Все, по сути, сказано достаточно ясно. Убийство соперника (или
соперников), по всей видимости, они сменялись достаточно часто) заменяется
невоскрешением. Результат, в конце концов, тот же самый, но зато -- никакой
уголовной ответственности, ни в житейском, ни в поэтическом смысле.
"С тех пор, как все мужчины умерли..." Эта строчка оплеванного им
Северянина остается для него такой же заманчивой и в тридцать лет с той же
силой стучит в его сердце, как стучала в двадцать...
6
Он нравился женщинам гораздо меньше, чем его менее приметные друзья, и
в сто раз меньше, чем ему бы хотелось.
Надо думать, все у него в жизни было: и поклонницы, и почти постоянные
романы, но как далеко это было от того, к чему он стремился! Он хотел
всеобщего обожания, убийства наповал с первого взгляда, с одного каламбура.

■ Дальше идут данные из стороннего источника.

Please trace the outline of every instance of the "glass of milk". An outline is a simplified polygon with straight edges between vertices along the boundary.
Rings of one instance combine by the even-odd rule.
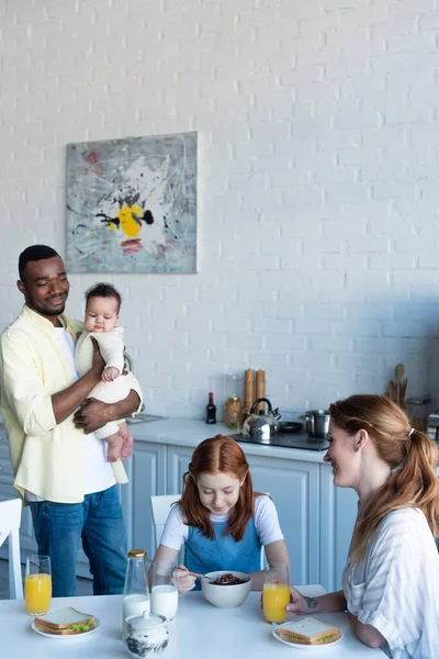
[[[175,577],[176,563],[155,562],[151,580],[151,613],[167,621],[176,617],[178,590]]]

Он ведь был пленником больших чисел. Миллион любовей, миллион миллионов
любят. Между тем его пугались и с ним скучали. Вне стихов и карт его как бы
и вовсе не было. И в зрелые годы, как в годы юности, земля-женщина
оставалась спокойной и не ерзала мясами, хотя отдаться.
По-видимому, все же он явился причиной одной-двух серьезных любовных
трагедий, но и это его мало устроило.
Он вообще многим причинял боль, но хотел не этого: он хотел обладать.
Однако ни одна из его главных любвей: ни Лиля Брик, ни Татьяна Яковлева, ни
Вероника Витольдовна Полонская -- никогда не принадлежали ему безраздельно.
В этом прежде всего заключался трагизм его жизни.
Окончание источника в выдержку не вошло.